Dynamics in Affinity-Weighted Preferential Attachment Networks

Abstract

During the formation process of stochastic networks, nodes tend to establish edges based on selective linkage mechanisms. In general, these mechanisms involve probability distributions that underlie the selection of target nodes. In social networks, edges are often associated to relationships that are homophilic with respect to individual traits. Such traits include, for example, gender and age, and are referred to as node types. Our work considers an affinity-weighted preferential attachment model that characterizes the tendency of two group of nodes to connect to other nodes of the same type. We derive mathematical expressions for the dynamics and convergence of homophily measures at the node, group, and network level. Furthermore, we characterize the convergence of network modularity and show that the formation of community structures can be expressed as a function of network homophily.

Appendix

Note that \(\beta _1+\beta _2=2m\).

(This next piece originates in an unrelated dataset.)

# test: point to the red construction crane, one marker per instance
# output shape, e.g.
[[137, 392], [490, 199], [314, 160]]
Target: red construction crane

In particular, according to Eq. (8), we know that

$$\begin{aligned} \beta _1&=mp_1+\frac{mp_1q}{2q-1+\frac{2(1-q)}{\alpha _1}}+\frac{mp_2(1-q)}{1-2q+\frac{2q}{\alpha _1}},\\ \beta _2&=mp_2+\frac{mp_2q}{2q-1+\frac{2(1-q)}{\alpha _2}}+\frac{mp_1(1-q)}{1-2q+\frac{2q}{\alpha _2}}, \end{aligned}$$

where

$$\begin{aligned} \alpha _1&=p_1+\frac{p_1q}{2q-1+\frac{1-q}{p_1}}+\frac{p_2(1-q)}{1-2q+\frac{q}{p_1}},\\ \alpha _2&=p_2+\frac{p_2q}{2q-1+\frac{1-q}{p_2}}+\frac{p_1(1-q)}{1-2q+\frac{q}{p_2}}. \end{aligned}$$

First, note that \(\alpha _1+\alpha _2=2\). In particular, because \(p_2=1-p_1\), we know that

$$\begin{aligned} \frac{q}{2q-1+\frac{1-q}{p_1}}+\frac{1-q}{1-2q+\frac{q}{p_2}}&=\frac{p_1q}{(2q-1)p_1+1-q}+\frac{(1-p_1)(1-q)}{(1-2q)(1-p_1)+q}=1.\\ \end{aligned}$$

Similarly, we can show that

$$\begin{aligned} \frac{q}{2q-1+\frac{1-q}{p_2}}+\frac{1-q}{1-2q+\frac{q}{p_1}}=1, \end{aligned}$$

and so \(\alpha _1+\alpha _2=2(p_1+p_2)=2\). Second, since \(\alpha _2=2-\alpha _1\), we have

$$\begin{aligned} \frac{q}{2q-1+\frac{2(1-q)}{\alpha _2}}+\frac{1-q}{1-2q+\frac{2q}{\alpha _1}}&=\frac{q}{2q-1+\frac{2(1-q)}{2-\alpha _1}}+\frac{1-q}{1-2q+\frac{2q}{\alpha _1}}\\&=\frac{(2-\alpha _1)q}{(2q-1)(2-\alpha _1)+2-2q}+\frac{\alpha _1(1-q)}{(1-2q)\alpha _1+2q}\\&=1. \end{aligned}$$

Similarly

$$\begin{aligned} \frac{q}{2q-1+\frac{2(1-q)}{\alpha _1}}+\frac{1-q}{1-2q+\frac{2q}{\alpha _2}}=1. \end{aligned}$$

So

$$\begin{aligned} \frac{mp_1q}{2q-1+\frac{2(1-q)}{\alpha _1}}+\frac{mp_1(1-q)}{1-2q+\frac{2q}{\alpha _2}}&=mp_1,\\ \frac{mp_2q}{2q-1+\frac{2(1-q)}{\alpha _2}}+\frac{mp_2(1-q)}{1-2q+\frac{2q}{\alpha _1}}&=mp_2, \end{aligned}$$

and thus \(\beta _1+\beta _2=2m(p_1+p_2)=2m\).